Me: They’ve been injected with the human factor. It makes them childlike.
Me: Now you’re beginning to sound like them.
Sue: Is it because they’ve just been born? Because we saw Daleks being born on that production line story not so long ago, and they didn’t seem very childlike when they were born.
Sue: Why weren’t those Daleks childish? Childish in a Dalek way, I mean.
Me: You’ve completely lost me now.
Sue: Never mind. But if this is what they extracted from Jamie, he should be thoroughly ashamed of himself.
Me: Don’t you find this scene disturbing? These Daleks with the sing-song voices freak the hell out of me.
Sue is far more disturbed by Maxtible, who seems to be getting madder by the second.
Sue: Why is he still obsessed with alchemy? He’s invented time travel! He could make more money as a time travelling Lovejoy, surely? How much money does he need? It’s not as if he’s spending any money on hair care products.
At one point, Maxtible wanders off shouting the Doctor’s name over and over and over again.
Sue: Dan! Dan! Dan! Dan! Dan! Dan! DAN! DAN! DAAAANNNNNNN!!!
Me: What do you think of Victoria so far?
Sue: Soft. Soft and spoilt.
Sue isn’t impressed by the Emperor Dalek either.
Sue: It doesn’t look right. It looks silly.
Me: Silly? It’s looks fantastic!
Sue: He’s got massive tits!
Damn, she’s right. I’d never noticed that before.
Sue: Are you sure it’s not an Empress? If the Doctor gives this Dalek a name, it should be Jordan.top
Sue: Why is this story seven parts long? Seven feels like such an arbitrary number. You could have told this story in four parts. Easy.
As the story hurtles towards its conclusion, the Doctor starts banging on about Gallifrey like he’s David Tennant in, well, every episode David Tennant was in.
Sue: The Doctor is very keen to get back to Gallifrey, isn’t he?
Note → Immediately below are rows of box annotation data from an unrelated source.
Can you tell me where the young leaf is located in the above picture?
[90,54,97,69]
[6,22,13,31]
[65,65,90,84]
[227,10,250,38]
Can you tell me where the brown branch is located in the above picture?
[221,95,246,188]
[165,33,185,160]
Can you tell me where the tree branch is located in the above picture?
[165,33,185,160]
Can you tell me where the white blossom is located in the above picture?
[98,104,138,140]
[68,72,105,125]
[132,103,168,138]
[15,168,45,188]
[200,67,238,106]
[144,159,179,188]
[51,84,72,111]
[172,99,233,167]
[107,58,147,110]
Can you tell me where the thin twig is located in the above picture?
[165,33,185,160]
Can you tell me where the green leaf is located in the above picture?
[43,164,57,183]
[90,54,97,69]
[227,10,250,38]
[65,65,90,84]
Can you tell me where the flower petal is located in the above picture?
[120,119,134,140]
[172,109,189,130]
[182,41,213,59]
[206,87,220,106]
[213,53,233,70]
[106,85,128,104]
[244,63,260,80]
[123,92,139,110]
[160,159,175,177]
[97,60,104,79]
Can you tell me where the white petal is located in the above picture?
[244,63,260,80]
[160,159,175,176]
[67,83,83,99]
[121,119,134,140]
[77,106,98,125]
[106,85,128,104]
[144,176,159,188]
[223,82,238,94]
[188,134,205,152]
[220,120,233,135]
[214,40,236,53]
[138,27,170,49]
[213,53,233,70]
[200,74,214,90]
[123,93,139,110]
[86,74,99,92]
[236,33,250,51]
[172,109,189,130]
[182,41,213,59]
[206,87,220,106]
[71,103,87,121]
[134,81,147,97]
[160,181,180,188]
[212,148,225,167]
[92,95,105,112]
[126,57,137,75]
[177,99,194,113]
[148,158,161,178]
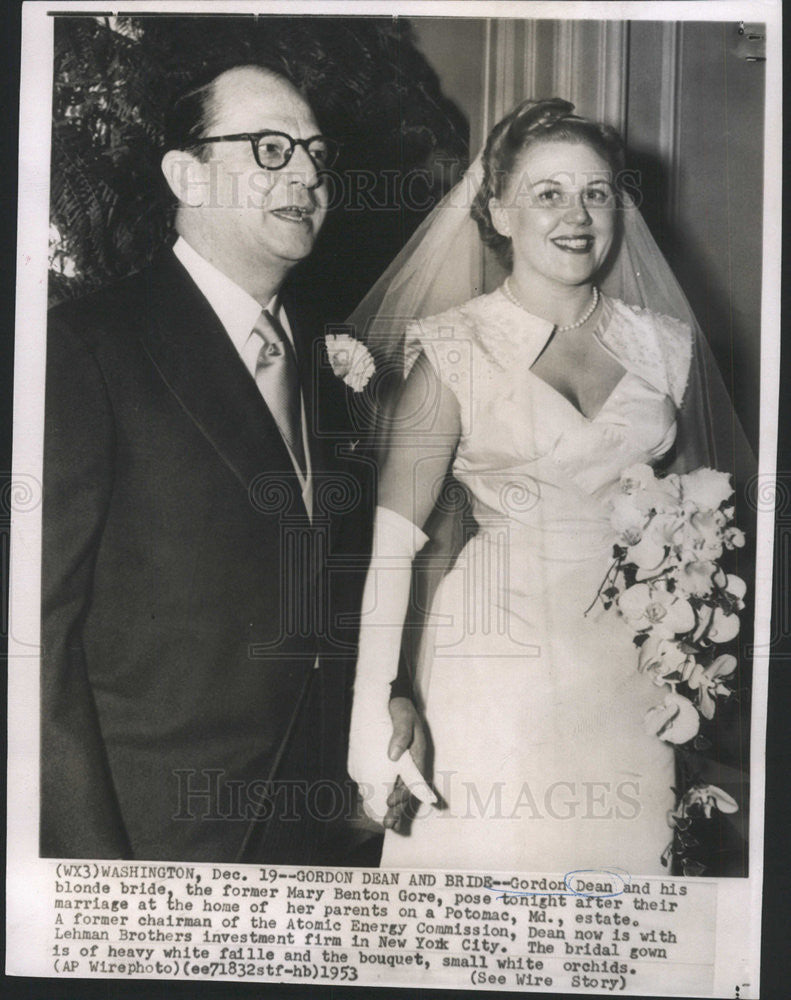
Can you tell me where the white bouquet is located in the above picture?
[589,465,746,744]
Does Gallifrey exist at this point or has it been destroyed in the Time War?
Me: Let’s not get into that now.
As the Doctor walks towards the archway that makes Daleks even more Daleky, Nicol walks in on us.
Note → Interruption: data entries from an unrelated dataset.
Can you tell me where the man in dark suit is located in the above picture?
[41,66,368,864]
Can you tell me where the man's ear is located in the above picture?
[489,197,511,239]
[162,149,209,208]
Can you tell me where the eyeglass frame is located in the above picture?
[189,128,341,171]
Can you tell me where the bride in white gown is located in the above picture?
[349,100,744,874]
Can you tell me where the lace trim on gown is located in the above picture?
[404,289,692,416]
Nicol: So this is what a recon looks like, is it? How can you watch this? I had no idea you were torturing mum like this.
Sue: Don’t step through the door, you idiot!
Me: Don’t worry, Nicol, she’s fine.
Nicol leaves, shaking her head in mock pity on her way out.
When the Doctor starts talking like a Dalek, Sue appreciates the impact it must have had on a younger audience who saw it at the time.
Sue: That’s a very scary moment for the kids. He must be putting it on, though. He’s far too smart for the Daleks.
As the guest cast start dropping like flies, Sue finally succumbs to the conclusion she has been subconsciously battling against ever since the story started.
Sue: So, is Victoria the new companion? I’m running out of options and I know the rules.
Me: Finally, she gets it.
Sue lets out a huge sigh.
Sue: She’s no Shirley Valentine.
The Doctor manages to infect a squad of Daleks with the human factor and before you can say ‘genocide’, the Doctor has managed to kick-start a civil war on Skaro.
Sue: This probably looked great. It feels like a proper series finale with all these explosions going off. It feels very epic. Is this what it would have looked like when it went out? The moving images we are watching now?
Me: No. Not exactly.
Sue: Oh, this is really starting to piss me off now. What’s real and what isn’t? How am I supposed to judge this?
Another thing Sue has a problem with is not seeing Maxtible die.
Sue: They can’t do that! He has to get his comeuppance.
Me: He’s wandering around insane and brainwashed on an alien planet that’s tearing itself apart. I don’t think he got away with it.
Sue: He could come back.
Me: Don’t hold your breath. But if anyone from Big Finish is reading this, call me.
As the civil war rages below, the Doctor proclaims it to be the Daleks’ “final end”.
Sue: Yeah, yeah, yeah. They’ll be back next year. Just you wait and see.top
The Final Score
Sue: That was a game of two halves. I was going to give it 3/10 but the last two episodes were quite good and I’m torn. I think the choice of recon ruined it for me. I’m going to blame you for that.
Me: Don’t worry, I have a special treat lined up for our wedding anniversary this weekend.
Sue: A nice romantic meal?
Me: Better than that. Our first Troughton story that exists in its entirety!
Sue: You really know how to treat a woman.